31 普通選挙・平等選挙

 幾多の変遷へて確立 

 このシリーズの2回目に「投票すること、選挙活動に参加すること、立候補することなどは参政権行使の最たるもの、(政治の)主人公としての権利行使の真髄」と書きました。解散・総選挙の行方が注目される今、あらためて選挙制度のいくつかについて考えてみましょう。
 先ず、選挙制度の5原則です。今日の日本では、二十歳以上の国民すべてに選挙権のある「普通選挙」、性別や社会的身分によって差別されない「平等選挙」、有権者自身の投票による「直接選挙」、誰にも干渉されずに投票できる「自由選挙」、誰がどの候補者・党に投票したかわからないようにする「秘密投票」が原則とされています。このような原則が確立されるまでには、幾多の変遷があったことはよく知られているところです。
 たとえば、1890(明治33)年の第一回衆議院選挙は直接国税15円以上を納める25歳以上の男子にしか選挙権のない「制限選挙」で、有権者45・1万人、人口比僅かに1・1%でした。税務大学校(国税庁)の資料によれば、当時所得税は導入されたばかり(1887・明治27年)でしたから、税収にしめる所得税の割合は1・5%にすぎず、地租が59・2%も占めていたのですから、有権者の圧倒的多数は地主だったのです。1925(大正14)年には納税条件が廃止され、いわゆる「普通選挙」となりましたが、選挙権者は男子にかぎったうえ、悪名高い「治安維持法」とセットでした。

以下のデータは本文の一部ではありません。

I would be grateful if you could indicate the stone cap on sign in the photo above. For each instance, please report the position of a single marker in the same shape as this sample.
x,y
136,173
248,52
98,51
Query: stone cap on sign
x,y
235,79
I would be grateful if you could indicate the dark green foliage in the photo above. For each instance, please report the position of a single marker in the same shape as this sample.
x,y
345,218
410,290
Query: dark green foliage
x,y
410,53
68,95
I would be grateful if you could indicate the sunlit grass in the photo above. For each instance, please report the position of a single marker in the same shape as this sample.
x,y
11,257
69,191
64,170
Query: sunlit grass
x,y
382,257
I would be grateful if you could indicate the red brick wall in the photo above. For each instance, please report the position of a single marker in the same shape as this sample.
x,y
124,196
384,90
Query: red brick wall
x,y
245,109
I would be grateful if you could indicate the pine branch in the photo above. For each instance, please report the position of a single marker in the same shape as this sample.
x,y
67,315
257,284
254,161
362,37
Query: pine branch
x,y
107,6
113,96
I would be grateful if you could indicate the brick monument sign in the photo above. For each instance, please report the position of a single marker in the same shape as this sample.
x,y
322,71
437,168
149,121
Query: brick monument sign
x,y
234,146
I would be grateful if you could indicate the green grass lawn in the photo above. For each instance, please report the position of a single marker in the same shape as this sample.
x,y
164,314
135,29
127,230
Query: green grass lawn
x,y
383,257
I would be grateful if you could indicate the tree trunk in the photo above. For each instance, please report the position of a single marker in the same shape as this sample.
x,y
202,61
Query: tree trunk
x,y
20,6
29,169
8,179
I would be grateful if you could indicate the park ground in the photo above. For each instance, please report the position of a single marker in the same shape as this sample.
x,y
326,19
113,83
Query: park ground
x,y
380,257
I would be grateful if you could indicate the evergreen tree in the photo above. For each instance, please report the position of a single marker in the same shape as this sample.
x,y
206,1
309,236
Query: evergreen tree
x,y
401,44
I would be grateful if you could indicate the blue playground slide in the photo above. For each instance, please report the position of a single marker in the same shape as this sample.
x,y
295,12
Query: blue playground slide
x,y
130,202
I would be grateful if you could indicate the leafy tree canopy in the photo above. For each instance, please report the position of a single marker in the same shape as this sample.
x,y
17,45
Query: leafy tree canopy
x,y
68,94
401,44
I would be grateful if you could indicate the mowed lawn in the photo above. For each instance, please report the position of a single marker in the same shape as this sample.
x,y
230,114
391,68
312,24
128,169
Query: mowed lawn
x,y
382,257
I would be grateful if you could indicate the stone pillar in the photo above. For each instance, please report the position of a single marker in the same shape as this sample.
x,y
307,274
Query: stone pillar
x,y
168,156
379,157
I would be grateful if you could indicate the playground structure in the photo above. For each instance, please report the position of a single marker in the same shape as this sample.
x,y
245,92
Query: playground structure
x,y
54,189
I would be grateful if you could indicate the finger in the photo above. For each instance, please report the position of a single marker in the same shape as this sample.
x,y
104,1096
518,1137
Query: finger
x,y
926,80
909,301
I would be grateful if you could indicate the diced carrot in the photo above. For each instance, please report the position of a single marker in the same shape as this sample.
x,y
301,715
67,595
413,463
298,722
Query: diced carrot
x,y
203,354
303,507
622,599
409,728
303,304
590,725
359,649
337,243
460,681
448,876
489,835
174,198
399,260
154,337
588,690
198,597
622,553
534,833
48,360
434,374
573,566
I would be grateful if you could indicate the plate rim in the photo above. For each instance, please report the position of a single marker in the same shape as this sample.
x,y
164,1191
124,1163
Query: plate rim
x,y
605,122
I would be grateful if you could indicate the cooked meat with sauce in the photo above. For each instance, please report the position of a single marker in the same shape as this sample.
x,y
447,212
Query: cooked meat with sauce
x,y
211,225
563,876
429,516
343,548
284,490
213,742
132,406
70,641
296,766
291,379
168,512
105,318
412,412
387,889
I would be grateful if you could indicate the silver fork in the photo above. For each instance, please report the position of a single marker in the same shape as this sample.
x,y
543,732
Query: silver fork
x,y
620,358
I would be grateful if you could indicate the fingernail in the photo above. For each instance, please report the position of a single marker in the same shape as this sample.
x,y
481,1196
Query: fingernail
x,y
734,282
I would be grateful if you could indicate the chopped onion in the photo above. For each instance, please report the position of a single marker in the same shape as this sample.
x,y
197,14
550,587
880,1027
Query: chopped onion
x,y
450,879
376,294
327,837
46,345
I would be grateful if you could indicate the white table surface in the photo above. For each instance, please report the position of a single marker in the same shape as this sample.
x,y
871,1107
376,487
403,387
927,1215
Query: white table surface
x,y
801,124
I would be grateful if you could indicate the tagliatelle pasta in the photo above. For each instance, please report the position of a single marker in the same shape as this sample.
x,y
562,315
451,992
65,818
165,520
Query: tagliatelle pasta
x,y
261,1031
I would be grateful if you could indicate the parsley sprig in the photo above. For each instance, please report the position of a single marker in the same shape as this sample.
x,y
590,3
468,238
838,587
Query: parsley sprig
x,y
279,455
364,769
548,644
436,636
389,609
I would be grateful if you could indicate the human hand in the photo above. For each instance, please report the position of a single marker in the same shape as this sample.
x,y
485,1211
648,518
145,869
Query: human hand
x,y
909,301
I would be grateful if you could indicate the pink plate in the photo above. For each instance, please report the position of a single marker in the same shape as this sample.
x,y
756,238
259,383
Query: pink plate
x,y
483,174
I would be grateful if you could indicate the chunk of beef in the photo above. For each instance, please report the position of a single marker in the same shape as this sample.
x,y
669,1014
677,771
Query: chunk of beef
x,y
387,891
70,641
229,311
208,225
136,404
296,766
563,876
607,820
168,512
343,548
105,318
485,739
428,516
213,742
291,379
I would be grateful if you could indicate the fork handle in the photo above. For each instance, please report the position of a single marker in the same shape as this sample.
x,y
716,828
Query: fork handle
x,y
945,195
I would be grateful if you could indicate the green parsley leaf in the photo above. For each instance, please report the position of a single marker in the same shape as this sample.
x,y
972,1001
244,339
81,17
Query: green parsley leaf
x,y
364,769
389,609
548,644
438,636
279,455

 女性の選挙権獲得は1945年で、本当の意味での「普通選挙・平等選挙」は戦後にもちこされたのです。但し、被選挙権・立候補資格には年齢制限があり、衆議院議員、都道府県・市町村議会議員、市町村長は25歳以上、参議院議員と都道府県知事は30歳以上となっています。
 なお、日本共産党は「18歳以上の人に選挙権を」と主張していますが、選挙制度のある189カ国のうち9割にあたる166カ国(国会図書館調査)、「サミット参加国の日本以外はすべて(政府答弁)」が「18歳選挙権」を認めており、これが世界の大勢です。